It has been a very long time since I wrote anything, and during this time my life has dramatically changed.
The last post was so strange, when I read it now I cannot believe that was me. I took on God and I did not realize it with my mind, but my soul knew exactly what it was doing.
God was a bit upset off course and he put me in my place, but not in the way I thought he would. He shook me, to the very darkest pit of my soul.

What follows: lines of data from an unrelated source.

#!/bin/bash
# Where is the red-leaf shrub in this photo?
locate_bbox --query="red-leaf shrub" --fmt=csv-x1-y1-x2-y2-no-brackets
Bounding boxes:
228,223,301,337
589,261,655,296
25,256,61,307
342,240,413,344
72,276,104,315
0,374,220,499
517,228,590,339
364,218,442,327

It all started one morning on my way to work as I pleaded alone with Him in my car, in a desperate “last” attempt to get some clarity into why I can not find God, or understand life for that matter. AND Why I had this horrible dark pit inside of me. I was so far lost, that no words can explain clearly how black my black was. Yes on the outside I was always smiling, what else is there? You must put on your brave face and just go on I had a daughter and I had to look after her no matter what. That morning in my red little car, I had enough. God you pop up everywhere in my life but all I have is depression and anxieties, resentment and memories of horrific events. I read and read and read, meditate and heaven only knows what other nonsense to try and find YOU, but you just never come closer to me. When I had a minute that morning I wrote the poem I posted on my blog and just tried to get through the day.
The months that followed seem to only happen in books and as my life now unfolds, I often sit back in awe. I feel I need to tell my story, I need to first have a conversation with God on what He thinks I should share and if anything. He has given me the gift of words and if I am to write my journey, it needs a divine Guide.
I have missed all the blogging friends, and also missed reading and sharing......please take care and I hope 2014 is a blessed year for everyone.